第17話 捕縛

 マリアのその言葉に、ニッと口の端を引上げて笑うエレニアはグルータスを見やった。


「どの道、この国では無駄な殺生は禁じておる。魔物とは言え相手は人のそれと同じ姿をしていると言うではないか。一般人がそれを殺したとあっては重罪として同じ痛みを持って処罰される。だが、軍に入ればそれは罪には問わぬ。存分に仇打ちが出来るのだ」


 エレニアはグルータスからセトンヌへ視線を戻すと、口の端を引上げて一度大きく頷いた。

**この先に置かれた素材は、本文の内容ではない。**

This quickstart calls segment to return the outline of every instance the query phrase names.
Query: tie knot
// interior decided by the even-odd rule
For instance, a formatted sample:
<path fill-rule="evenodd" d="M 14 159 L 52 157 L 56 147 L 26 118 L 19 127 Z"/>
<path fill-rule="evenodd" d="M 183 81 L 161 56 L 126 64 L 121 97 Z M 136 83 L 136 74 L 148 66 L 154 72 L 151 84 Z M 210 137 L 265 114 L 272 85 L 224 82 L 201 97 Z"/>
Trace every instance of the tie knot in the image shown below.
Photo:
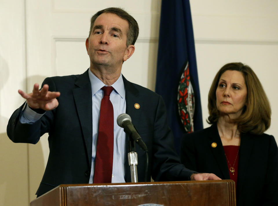
<path fill-rule="evenodd" d="M 105 95 L 108 95 L 110 96 L 110 94 L 112 92 L 112 91 L 114 89 L 114 88 L 113 87 L 111 86 L 104 86 L 102 87 L 101 89 L 103 91 L 103 96 Z"/>

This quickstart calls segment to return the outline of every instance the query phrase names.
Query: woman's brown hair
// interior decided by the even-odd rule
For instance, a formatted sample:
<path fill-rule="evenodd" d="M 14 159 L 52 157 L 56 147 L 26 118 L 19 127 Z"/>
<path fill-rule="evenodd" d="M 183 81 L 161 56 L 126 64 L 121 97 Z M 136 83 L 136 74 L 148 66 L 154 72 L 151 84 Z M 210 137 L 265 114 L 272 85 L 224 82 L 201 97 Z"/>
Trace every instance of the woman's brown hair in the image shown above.
<path fill-rule="evenodd" d="M 270 126 L 271 109 L 263 87 L 256 74 L 248 66 L 242 63 L 229 63 L 223 66 L 216 74 L 209 93 L 208 107 L 210 124 L 217 122 L 219 113 L 216 107 L 215 92 L 221 75 L 227 70 L 236 70 L 243 75 L 247 88 L 246 106 L 241 115 L 233 122 L 237 124 L 241 132 L 260 135 Z"/>

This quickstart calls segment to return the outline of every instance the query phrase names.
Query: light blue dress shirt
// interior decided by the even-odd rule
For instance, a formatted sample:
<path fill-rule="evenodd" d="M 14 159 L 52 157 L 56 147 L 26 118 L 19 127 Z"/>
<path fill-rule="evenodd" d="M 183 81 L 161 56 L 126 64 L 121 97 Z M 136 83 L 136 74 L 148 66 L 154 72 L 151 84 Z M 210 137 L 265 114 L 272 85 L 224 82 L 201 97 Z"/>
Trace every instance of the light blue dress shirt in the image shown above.
<path fill-rule="evenodd" d="M 100 89 L 105 85 L 92 73 L 90 69 L 88 72 L 92 86 L 92 166 L 89 182 L 92 183 L 93 183 L 94 180 L 100 103 L 103 96 L 103 91 Z M 125 91 L 121 74 L 117 81 L 111 86 L 114 89 L 110 95 L 110 100 L 113 105 L 114 111 L 114 149 L 111 182 L 123 183 L 125 182 L 124 164 L 125 158 L 127 158 L 125 154 L 126 135 L 123 128 L 120 127 L 117 124 L 117 117 L 119 115 L 125 113 L 126 108 Z M 38 114 L 32 110 L 26 103 L 23 108 L 23 115 L 19 117 L 21 123 L 32 124 L 39 119 L 43 115 Z"/>

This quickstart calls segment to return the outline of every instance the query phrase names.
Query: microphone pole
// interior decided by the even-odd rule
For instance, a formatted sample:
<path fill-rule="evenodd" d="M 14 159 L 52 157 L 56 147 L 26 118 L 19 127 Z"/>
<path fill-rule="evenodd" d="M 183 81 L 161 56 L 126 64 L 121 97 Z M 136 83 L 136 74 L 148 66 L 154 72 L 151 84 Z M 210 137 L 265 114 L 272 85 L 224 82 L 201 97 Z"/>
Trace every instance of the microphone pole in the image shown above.
<path fill-rule="evenodd" d="M 147 181 L 149 157 L 148 149 L 137 131 L 131 123 L 131 118 L 127 114 L 121 114 L 117 118 L 117 123 L 121 127 L 124 128 L 124 131 L 129 137 L 129 152 L 128 154 L 129 164 L 130 166 L 132 182 L 138 182 L 137 165 L 138 164 L 137 153 L 135 152 L 135 142 L 136 142 L 145 152 L 146 157 L 146 168 L 145 174 L 145 181 Z"/>
<path fill-rule="evenodd" d="M 128 164 L 130 167 L 130 174 L 131 182 L 138 182 L 138 176 L 137 172 L 137 165 L 138 164 L 138 158 L 137 152 L 135 152 L 135 146 L 134 140 L 129 136 L 129 152 L 127 154 Z"/>

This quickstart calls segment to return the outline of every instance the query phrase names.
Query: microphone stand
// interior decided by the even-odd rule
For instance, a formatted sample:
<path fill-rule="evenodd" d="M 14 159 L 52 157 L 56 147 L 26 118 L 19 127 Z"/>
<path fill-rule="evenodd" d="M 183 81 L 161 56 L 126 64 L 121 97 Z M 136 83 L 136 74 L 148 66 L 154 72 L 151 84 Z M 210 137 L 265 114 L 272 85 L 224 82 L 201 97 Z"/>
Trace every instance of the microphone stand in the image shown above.
<path fill-rule="evenodd" d="M 138 164 L 138 159 L 137 152 L 135 152 L 135 146 L 134 140 L 129 135 L 129 152 L 127 156 L 128 163 L 130 166 L 130 172 L 131 174 L 131 182 L 138 182 L 138 176 L 137 173 L 137 165 Z"/>

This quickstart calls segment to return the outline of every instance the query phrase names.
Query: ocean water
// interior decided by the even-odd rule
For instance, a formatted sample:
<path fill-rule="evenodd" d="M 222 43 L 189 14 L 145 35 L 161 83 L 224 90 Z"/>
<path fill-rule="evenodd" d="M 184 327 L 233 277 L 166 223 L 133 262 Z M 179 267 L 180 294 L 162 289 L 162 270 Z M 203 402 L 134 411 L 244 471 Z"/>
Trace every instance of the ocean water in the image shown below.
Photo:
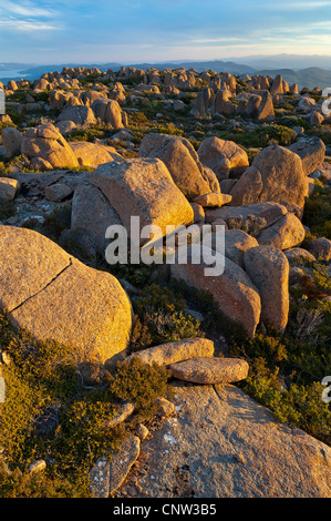
<path fill-rule="evenodd" d="M 4 81 L 7 83 L 9 80 L 20 80 L 20 78 L 29 79 L 29 74 L 22 74 L 18 70 L 0 70 L 0 81 L 2 81 L 2 83 L 4 83 Z"/>

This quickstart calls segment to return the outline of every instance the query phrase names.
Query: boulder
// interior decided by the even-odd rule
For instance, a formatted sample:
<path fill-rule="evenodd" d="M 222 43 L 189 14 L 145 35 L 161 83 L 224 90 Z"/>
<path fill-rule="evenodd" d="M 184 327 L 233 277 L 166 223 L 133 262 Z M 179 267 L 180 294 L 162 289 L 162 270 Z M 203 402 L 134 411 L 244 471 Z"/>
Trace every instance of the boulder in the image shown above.
<path fill-rule="evenodd" d="M 141 228 L 156 225 L 163 234 L 167 225 L 177 227 L 193 222 L 190 204 L 158 159 L 114 157 L 113 162 L 100 165 L 90 182 L 106 196 L 128 236 L 132 216 L 139 217 Z"/>
<path fill-rule="evenodd" d="M 0 177 L 0 203 L 13 201 L 21 184 L 11 177 Z"/>
<path fill-rule="evenodd" d="M 96 119 L 108 124 L 112 129 L 118 130 L 125 126 L 124 112 L 117 101 L 97 99 L 92 103 L 91 109 Z"/>
<path fill-rule="evenodd" d="M 99 165 L 110 163 L 114 156 L 120 154 L 113 146 L 100 145 L 97 143 L 89 143 L 86 141 L 70 142 L 74 155 L 80 166 L 96 168 Z"/>
<path fill-rule="evenodd" d="M 37 339 L 66 345 L 77 365 L 104 362 L 130 341 L 131 303 L 116 278 L 32 229 L 0 226 L 0 306 Z"/>
<path fill-rule="evenodd" d="M 244 254 L 246 249 L 258 246 L 259 243 L 242 229 L 225 231 L 225 256 L 244 268 Z"/>
<path fill-rule="evenodd" d="M 174 183 L 185 195 L 211 192 L 198 155 L 188 140 L 177 135 L 147 134 L 142 140 L 138 155 L 163 161 Z"/>
<path fill-rule="evenodd" d="M 216 219 L 223 218 L 227 224 L 234 221 L 242 219 L 245 226 L 251 217 L 265 219 L 266 226 L 269 226 L 288 213 L 286 206 L 279 203 L 257 203 L 247 206 L 224 206 L 217 210 L 206 211 L 206 221 L 214 223 Z"/>
<path fill-rule="evenodd" d="M 29 129 L 23 135 L 21 152 L 30 160 L 41 157 L 54 168 L 79 166 L 72 149 L 51 123 Z"/>
<path fill-rule="evenodd" d="M 215 96 L 215 113 L 223 115 L 234 115 L 236 105 L 230 101 L 231 92 L 228 89 L 220 89 Z"/>
<path fill-rule="evenodd" d="M 220 207 L 231 201 L 231 195 L 210 193 L 205 195 L 198 195 L 194 202 L 201 205 L 204 208 L 217 206 Z"/>
<path fill-rule="evenodd" d="M 261 320 L 282 334 L 289 316 L 289 262 L 273 247 L 258 246 L 244 254 L 245 270 L 261 297 Z"/>
<path fill-rule="evenodd" d="M 90 491 L 92 498 L 108 498 L 124 482 L 133 463 L 141 452 L 141 440 L 136 436 L 128 436 L 112 456 L 96 460 L 90 472 Z"/>
<path fill-rule="evenodd" d="M 72 121 L 76 126 L 89 127 L 96 124 L 94 112 L 90 106 L 65 106 L 59 115 L 59 122 Z"/>
<path fill-rule="evenodd" d="M 294 214 L 287 214 L 271 226 L 262 229 L 257 241 L 262 246 L 288 249 L 302 243 L 306 236 L 301 221 Z"/>
<path fill-rule="evenodd" d="M 271 94 L 283 94 L 283 81 L 280 74 L 277 74 L 270 88 Z"/>
<path fill-rule="evenodd" d="M 328 263 L 331 259 L 331 241 L 325 237 L 318 237 L 310 242 L 310 252 L 317 259 Z"/>
<path fill-rule="evenodd" d="M 225 270 L 218 276 L 206 276 L 207 266 L 193 264 L 188 255 L 187 264 L 170 266 L 172 276 L 184 280 L 188 286 L 210 293 L 223 315 L 240 325 L 254 338 L 260 319 L 261 300 L 256 286 L 240 266 L 225 258 Z"/>
<path fill-rule="evenodd" d="M 126 360 L 138 358 L 144 364 L 169 366 L 189 358 L 211 356 L 214 356 L 214 343 L 211 340 L 207 338 L 187 338 L 133 353 Z"/>
<path fill-rule="evenodd" d="M 45 187 L 45 198 L 61 203 L 72 195 L 71 186 L 64 183 L 54 183 Z"/>
<path fill-rule="evenodd" d="M 227 178 L 230 174 L 242 174 L 249 166 L 247 153 L 241 146 L 215 136 L 201 142 L 198 156 L 203 165 L 215 172 L 218 180 Z"/>
<path fill-rule="evenodd" d="M 325 145 L 320 137 L 301 137 L 297 143 L 289 146 L 289 150 L 299 155 L 302 162 L 302 170 L 306 175 L 311 174 L 324 161 Z"/>
<path fill-rule="evenodd" d="M 314 263 L 316 257 L 304 248 L 293 247 L 283 252 L 290 266 L 302 265 L 306 262 Z"/>
<path fill-rule="evenodd" d="M 104 256 L 107 246 L 105 232 L 113 224 L 121 225 L 122 221 L 102 191 L 90 184 L 76 186 L 72 200 L 71 232 L 86 253 Z"/>
<path fill-rule="evenodd" d="M 204 385 L 240 381 L 248 375 L 247 361 L 239 358 L 192 358 L 169 369 L 174 378 Z"/>
<path fill-rule="evenodd" d="M 283 146 L 263 149 L 232 187 L 231 206 L 262 202 L 294 204 L 303 212 L 308 183 L 300 157 Z"/>
<path fill-rule="evenodd" d="M 269 91 L 250 91 L 247 101 L 241 100 L 236 109 L 236 115 L 251 118 L 258 121 L 275 119 L 272 96 Z"/>
<path fill-rule="evenodd" d="M 148 471 L 139 476 L 136 499 L 165 491 L 174 502 L 330 498 L 329 446 L 275 419 L 235 385 L 173 387 L 176 421 L 165 420 L 144 441 Z"/>
<path fill-rule="evenodd" d="M 1 140 L 6 157 L 20 154 L 22 146 L 22 134 L 14 126 L 6 126 L 1 132 Z"/>
<path fill-rule="evenodd" d="M 213 89 L 206 88 L 198 92 L 192 103 L 189 115 L 196 119 L 210 119 L 214 114 L 215 94 Z"/>

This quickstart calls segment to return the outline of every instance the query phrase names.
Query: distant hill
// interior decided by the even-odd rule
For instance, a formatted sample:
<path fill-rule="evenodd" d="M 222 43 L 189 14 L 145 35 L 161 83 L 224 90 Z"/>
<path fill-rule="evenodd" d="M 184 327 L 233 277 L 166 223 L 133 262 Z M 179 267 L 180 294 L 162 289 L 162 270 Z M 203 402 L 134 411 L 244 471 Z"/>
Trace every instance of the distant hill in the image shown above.
<path fill-rule="evenodd" d="M 318 67 L 309 67 L 308 69 L 301 69 L 299 71 L 293 71 L 291 69 L 278 69 L 278 70 L 262 70 L 258 72 L 259 74 L 266 74 L 275 78 L 276 74 L 281 74 L 282 78 L 291 85 L 292 83 L 298 83 L 299 89 L 313 89 L 319 86 L 320 89 L 325 89 L 331 86 L 331 71 L 325 71 Z"/>
<path fill-rule="evenodd" d="M 279 59 L 281 57 L 278 57 Z M 302 57 L 303 60 L 304 57 Z M 263 58 L 263 61 L 267 61 L 268 57 Z M 290 57 L 285 55 L 285 62 L 289 61 Z M 327 60 L 327 58 L 325 58 Z M 262 59 L 260 59 L 262 62 Z M 258 63 L 259 60 L 257 59 L 256 62 Z M 272 62 L 272 57 L 270 58 L 270 62 Z M 273 57 L 273 63 L 277 60 Z M 325 63 L 329 63 L 328 60 Z M 330 61 L 331 63 L 331 61 Z M 45 65 L 29 65 L 22 63 L 0 63 L 0 81 L 7 83 L 9 80 L 19 80 L 20 78 L 25 78 L 27 80 L 34 81 L 38 80 L 42 74 L 46 72 L 61 72 L 63 67 L 97 67 L 101 71 L 106 71 L 107 69 L 113 70 L 114 72 L 118 71 L 122 63 L 110 62 L 110 63 L 63 63 L 63 64 L 45 64 Z M 223 60 L 210 60 L 210 61 L 179 61 L 174 60 L 169 62 L 159 62 L 159 63 L 133 63 L 133 64 L 125 64 L 125 67 L 135 67 L 136 69 L 146 70 L 148 68 L 155 68 L 158 70 L 165 69 L 180 69 L 184 68 L 186 70 L 195 69 L 197 72 L 204 71 L 215 71 L 215 72 L 229 72 L 231 74 L 266 74 L 275 78 L 277 74 L 281 74 L 282 78 L 291 85 L 292 83 L 298 83 L 299 89 L 308 88 L 313 89 L 314 86 L 319 86 L 320 89 L 324 89 L 330 86 L 331 88 L 331 70 L 322 69 L 319 67 L 309 67 L 306 69 L 291 69 L 291 68 L 277 68 L 273 69 L 269 68 L 261 68 L 255 69 L 250 65 L 236 63 L 234 61 L 223 61 Z"/>
<path fill-rule="evenodd" d="M 211 61 L 183 61 L 183 62 L 163 62 L 163 63 L 136 63 L 133 67 L 136 69 L 146 70 L 153 67 L 158 70 L 164 69 L 195 69 L 197 72 L 215 71 L 215 72 L 230 72 L 231 74 L 255 74 L 256 70 L 251 67 L 235 63 L 231 61 L 211 60 Z"/>

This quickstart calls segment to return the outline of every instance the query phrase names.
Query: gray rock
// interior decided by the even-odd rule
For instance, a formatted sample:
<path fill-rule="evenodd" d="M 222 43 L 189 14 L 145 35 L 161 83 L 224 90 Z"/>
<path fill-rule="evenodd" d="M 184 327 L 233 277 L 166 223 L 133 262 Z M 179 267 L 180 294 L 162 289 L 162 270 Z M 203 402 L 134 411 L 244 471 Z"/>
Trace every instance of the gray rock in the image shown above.
<path fill-rule="evenodd" d="M 174 385 L 176 417 L 144 441 L 145 498 L 329 498 L 331 449 L 237 387 Z"/>
<path fill-rule="evenodd" d="M 229 384 L 247 378 L 248 364 L 239 358 L 192 358 L 170 365 L 173 377 L 195 384 Z"/>
<path fill-rule="evenodd" d="M 120 423 L 123 423 L 134 411 L 134 403 L 127 402 L 118 407 L 116 415 L 105 422 L 105 427 L 113 429 Z"/>
<path fill-rule="evenodd" d="M 90 472 L 90 490 L 93 498 L 107 498 L 125 481 L 131 467 L 137 460 L 141 440 L 136 436 L 125 438 L 120 449 L 112 454 L 100 458 Z"/>
<path fill-rule="evenodd" d="M 261 320 L 282 334 L 289 316 L 289 262 L 285 254 L 268 246 L 244 254 L 245 269 L 261 297 Z"/>

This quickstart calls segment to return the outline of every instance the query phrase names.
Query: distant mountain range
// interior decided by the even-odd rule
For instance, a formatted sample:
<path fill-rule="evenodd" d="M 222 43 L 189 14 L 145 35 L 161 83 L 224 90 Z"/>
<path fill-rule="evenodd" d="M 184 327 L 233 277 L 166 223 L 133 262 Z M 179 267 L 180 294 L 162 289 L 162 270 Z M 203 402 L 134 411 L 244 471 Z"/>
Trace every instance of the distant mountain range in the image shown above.
<path fill-rule="evenodd" d="M 234 59 L 235 60 L 235 59 Z M 237 61 L 223 61 L 223 60 L 210 60 L 210 61 L 168 61 L 168 62 L 158 62 L 158 63 L 133 63 L 125 64 L 125 67 L 135 67 L 136 69 L 146 70 L 148 68 L 155 68 L 158 70 L 165 69 L 179 69 L 184 68 L 195 69 L 197 72 L 204 72 L 213 70 L 215 72 L 229 72 L 231 74 L 266 74 L 275 78 L 277 74 L 281 74 L 282 78 L 289 83 L 298 83 L 299 89 L 308 88 L 313 89 L 319 86 L 324 89 L 327 86 L 331 88 L 331 57 L 293 57 L 290 54 L 279 54 L 275 57 L 246 57 L 245 64 Z M 240 60 L 241 61 L 241 60 Z M 306 63 L 306 67 L 289 67 L 286 65 L 296 64 L 302 65 Z M 310 65 L 312 63 L 312 65 Z M 309 64 L 309 67 L 307 67 Z M 317 67 L 317 65 L 323 67 Z M 77 63 L 63 63 L 63 64 L 45 64 L 45 65 L 35 65 L 35 64 L 24 64 L 24 63 L 0 63 L 0 81 L 3 83 L 9 80 L 19 80 L 20 78 L 25 78 L 30 81 L 39 79 L 45 72 L 54 72 L 63 69 L 63 67 L 83 67 L 83 64 Z M 105 71 L 112 69 L 113 71 L 118 71 L 123 64 L 111 62 L 111 63 L 89 63 L 86 67 L 97 67 L 100 70 Z M 330 68 L 330 69 L 329 69 Z"/>

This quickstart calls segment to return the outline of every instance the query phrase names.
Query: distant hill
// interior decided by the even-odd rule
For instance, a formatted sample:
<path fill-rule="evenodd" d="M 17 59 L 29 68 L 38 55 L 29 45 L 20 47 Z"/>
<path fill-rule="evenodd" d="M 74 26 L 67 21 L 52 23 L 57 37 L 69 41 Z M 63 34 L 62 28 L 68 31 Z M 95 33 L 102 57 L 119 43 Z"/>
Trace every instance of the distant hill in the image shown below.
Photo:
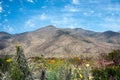
<path fill-rule="evenodd" d="M 40 54 L 98 54 L 120 48 L 120 33 L 93 32 L 81 28 L 61 29 L 52 25 L 15 35 L 0 32 L 0 52 L 15 53 L 16 43 L 23 46 L 27 57 Z"/>

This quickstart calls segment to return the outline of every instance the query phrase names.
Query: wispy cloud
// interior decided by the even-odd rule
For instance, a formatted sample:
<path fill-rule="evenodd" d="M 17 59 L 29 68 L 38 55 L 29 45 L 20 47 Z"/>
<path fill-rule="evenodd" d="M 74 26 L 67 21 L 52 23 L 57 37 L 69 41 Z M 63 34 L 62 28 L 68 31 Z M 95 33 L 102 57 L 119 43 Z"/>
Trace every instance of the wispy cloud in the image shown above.
<path fill-rule="evenodd" d="M 7 25 L 7 26 L 3 26 L 3 30 L 5 30 L 5 31 L 8 31 L 8 32 L 13 32 L 14 31 L 14 29 L 11 27 L 11 26 L 9 26 L 9 25 Z"/>
<path fill-rule="evenodd" d="M 72 6 L 72 5 L 66 5 L 64 6 L 64 8 L 61 11 L 64 12 L 79 12 L 79 8 Z"/>

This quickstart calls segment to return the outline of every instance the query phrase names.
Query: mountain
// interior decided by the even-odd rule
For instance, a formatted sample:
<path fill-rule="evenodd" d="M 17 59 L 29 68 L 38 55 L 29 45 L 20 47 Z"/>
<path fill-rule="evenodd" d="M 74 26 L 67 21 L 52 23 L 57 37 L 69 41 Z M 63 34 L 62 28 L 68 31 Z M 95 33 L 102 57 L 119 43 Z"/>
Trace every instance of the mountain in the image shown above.
<path fill-rule="evenodd" d="M 0 32 L 0 52 L 15 53 L 19 43 L 27 57 L 67 56 L 69 54 L 98 54 L 120 48 L 120 33 L 113 31 L 93 32 L 81 28 L 61 29 L 52 25 L 20 34 Z"/>

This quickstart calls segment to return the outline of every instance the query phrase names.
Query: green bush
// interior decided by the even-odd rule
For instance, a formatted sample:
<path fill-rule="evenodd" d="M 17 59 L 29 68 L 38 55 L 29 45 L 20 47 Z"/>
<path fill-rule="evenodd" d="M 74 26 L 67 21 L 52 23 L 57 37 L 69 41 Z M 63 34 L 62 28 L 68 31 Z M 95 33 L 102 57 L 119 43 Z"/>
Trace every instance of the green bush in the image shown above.
<path fill-rule="evenodd" d="M 108 61 L 113 61 L 116 66 L 120 65 L 120 50 L 118 49 L 108 53 L 105 56 L 105 59 Z"/>
<path fill-rule="evenodd" d="M 93 69 L 94 80 L 120 80 L 120 67 Z"/>

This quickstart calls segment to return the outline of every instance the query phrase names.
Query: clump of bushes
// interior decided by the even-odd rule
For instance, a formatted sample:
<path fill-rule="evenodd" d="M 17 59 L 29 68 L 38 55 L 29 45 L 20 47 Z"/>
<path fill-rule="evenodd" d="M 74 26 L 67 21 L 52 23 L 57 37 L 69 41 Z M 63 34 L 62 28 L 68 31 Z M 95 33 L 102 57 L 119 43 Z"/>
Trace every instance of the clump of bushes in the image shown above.
<path fill-rule="evenodd" d="M 92 70 L 94 80 L 120 80 L 120 50 L 113 50 L 101 56 L 106 66 Z M 107 64 L 108 62 L 112 63 Z"/>

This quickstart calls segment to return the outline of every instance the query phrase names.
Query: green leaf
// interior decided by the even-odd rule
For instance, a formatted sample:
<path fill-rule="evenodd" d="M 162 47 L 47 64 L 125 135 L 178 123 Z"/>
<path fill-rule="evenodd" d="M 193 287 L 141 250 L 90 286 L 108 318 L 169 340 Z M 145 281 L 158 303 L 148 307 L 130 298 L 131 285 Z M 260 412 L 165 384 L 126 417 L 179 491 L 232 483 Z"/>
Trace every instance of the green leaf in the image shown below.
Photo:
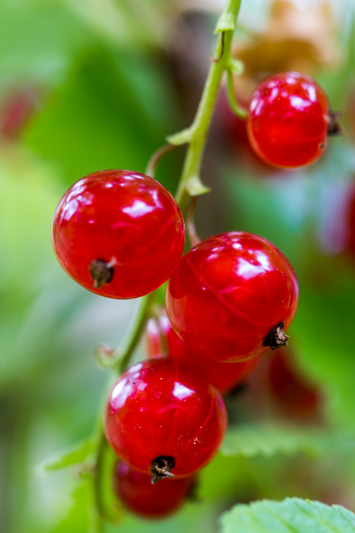
<path fill-rule="evenodd" d="M 354 533 L 355 514 L 341 505 L 286 498 L 239 505 L 220 519 L 221 533 Z"/>
<path fill-rule="evenodd" d="M 271 457 L 277 454 L 292 455 L 300 452 L 317 455 L 326 442 L 325 433 L 321 430 L 270 423 L 245 424 L 228 429 L 221 452 L 226 457 Z"/>
<path fill-rule="evenodd" d="M 59 470 L 66 466 L 72 466 L 79 463 L 82 463 L 94 447 L 95 445 L 90 440 L 84 440 L 79 442 L 69 451 L 62 454 L 54 461 L 45 463 L 43 465 L 43 469 L 45 472 L 51 472 L 52 470 Z"/>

「良かろう。セトンヌよ。今日からそなたはこの国の軍の一兵士として努めるが良い。そしてゆくゆくはこのグルータスの跡目を継ぐよう大いに励め」


 エレニアの言葉に、セトンヌは深々と頭を下げた。


「ありがたき幸せにございます。このセトンヌ、必ずやエレニア様のご期待に応えて見せます」


 その時だった。謁見の間の入り口がざわめき出し、一人の兵士が慌てふためいて駆け込んできた。


「どうしたのだ! 今は謁見中であるぞ!」


 エレニアが怒鳴ると、兵士はビクリと体を震わせるもその場に姿勢を正し敬礼をした。


「ま、真に申し訳ございません! 実は宮殿の敷地内で不審人物を捕らえましたものですから……!」


 兵士のその言葉に、その場にいた全員が騒然とした。特にマリアは思わずその場に立ち上がり、蒼ざめた顔で固まる。



 もしやリガルナでは……。



 そう思うと期が気ではない。無意識に組んだ手に力が篭る。

 報告を受けたエレニアは不機嫌そうに顔を顰め、呆れたようにため息を一つ漏らす。


「では、その者はひとまず牢へでもぶちこんでおけ。あとで私が直々に会う」

「いえ、それが、その者がどうやら先日の火事に関係する魔物なのです」



 やはり……。



 マリアの予想していた通り、捕縛されたのはリガルナだった。そう思うと心臓がヒヤリとしてしまう。


 もっと見つかり難い場所へ移動してもらうべきだった。幾ら急いでいたとは言え、あの場に留まるよう言ってきたのは間違いだった。


 今更ながら後悔しても遅い事を悔いたが、もうこうなった以上どうする事も出来ない。

 蒼ざめたマリアとは正反対に、喜々とした表情を浮かべたエレニアは興奮の色を隠し切れずに身を乗り出していた。


「そうか。そやつは今どこにおる?」

「はっ。現在宮殿の門の傍に捕らえております」

「分かった。では参ろう。セトンヌ、そなたもついて参れ」


 エレニアは玉座からスクッと立ち上がると、愕然とした表情をしているマリアと、そして険しい表情を浮かべているセトンヌ、グルータスを引きつれ兵と共にその場所まで足を向けた。


 エレニア達が門の前に来ると、二人の兵士に腕を掴まれ頭を押さえつけられてその場に膝を着かされているリガルナの姿があった。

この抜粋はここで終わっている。